R. said, "that would be definition Meno offered in the beginning where every activity can have its best way to practice it, shining the lights of the virtue for that activity. However, Socrates wanted to find the essence of the virtue, therefore imagining something beyond those, not?"

A. said, "I think Socrates pulled his own recollection technique to get himself out of the wrong conclusion of what virtue is. Right after he starts trying to understand what made the virtues Pericles and other merchants and statesmen who were known for possessing virtue, he stumbled upon asking questions that were not directly related to what virtue is but to the questions of could it be taught and have these great men being able to teach and show to their children their virtue and how to practice it."

Z. said, "What is virtue? Is it knowledge? Could you learn this? When I teach my students, memorization doesn't help them but understanding of the why helps them to achieve success. Every student seems to have the internal urge to organize and make sense of things as I see them put together toys and categorize them into different bins by their color or kinds. It is not the matter of just teaching and learning what virtue is but it is about practicing that virtue as you have understood the different why. Students all show the potential for greatness and good. Even we see it in the movies, some characters start off being very good people, but things happen and they corrupt. The virtue must be a practice and way of life. It probably cannot be taught. I see it in my students. They come with their gifts and weaknesses. For every student, the path for growth and what virtue means is different for them. For some it is the patience. For some it is the courage."

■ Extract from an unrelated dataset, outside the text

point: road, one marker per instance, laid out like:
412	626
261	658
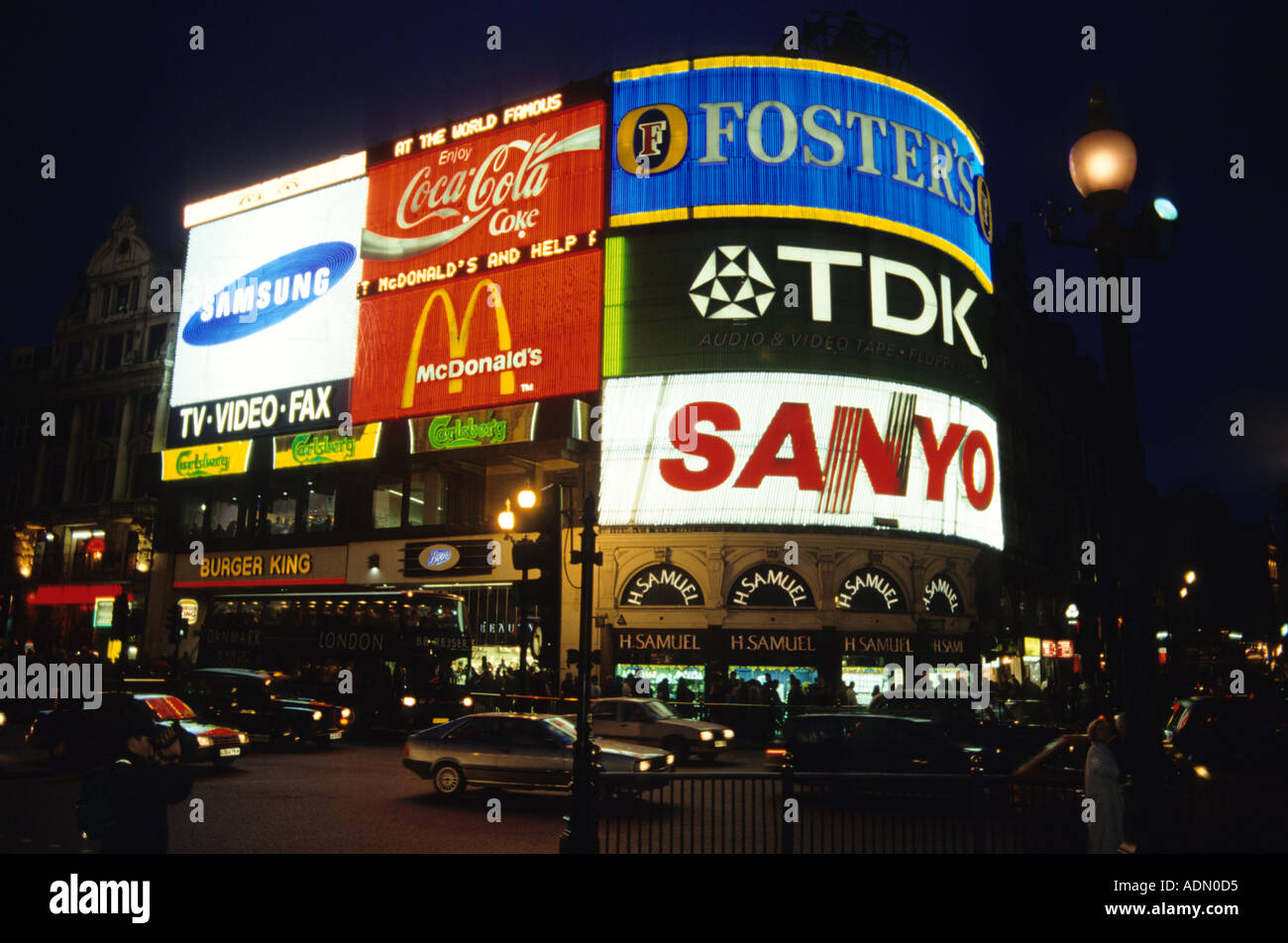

N. said, "Did Socrates conclude that virtue is divine and it cannot be taught, it is a form of knowledge but we don't know what the essence of it is even though we get little close to it with thoughtfulness, courage, kindness, and prudence? This dialog helped us to learn what the Socratic method is. But we are still perplexed as the numbing fish Socrates did his questionings."

I thought there is promise to good life through that pursuit to possess virtue and seek human greatness. That human excellence opportunity exists and "Will to Truth" could be helped with the Socratic method. Seeking the truth and understanding might help us reach the virtue as we question and recall what we know and what we need to know to ask better questions. Gaining virtue unfortunately might not be knowledge therefore something that can be assisted by the Will to Truth and Socratic methods. As Socrates remembers, "Spartans say that man is divine." There needs to be strength in the heart that is nurtured by the environment and good friends who lead you to your better side, helping you win the battle against yourself.

There I remembered Nietzsche's quote I have on my notepad in the shower that goes, "anything that is weakening is depriving, anything that is empowering is [good?]" If someone wants to possess and learn virtue, you really need to focus on what empowers you and try to stay away from anything that weakens you so that you might end up acting virtuous at the right time. We shall will it to power and rise to virtue, enabling us to fight corruptive effects on our character. Nietzsche's Twilight of the Idols clearly reminds us to be aware of what causes what. Is it virtue that produces happiness or happiness that causes virtue? Seeking virtue to be happy and powerful in our self-discipline and autonomy might have been wrong direction of causation all this time. When I think of myself, whenever I was less stressed and happy, I was more virtuous in my character. Whenever I was stressed and trying hard, I made more mistakes. So I think if you want to have virtue and live with virtue, will it to power! As you will it to power, you will have the virtue to will it to Truth. However, this conclusion I have in my head might be just wrong. Time will tell.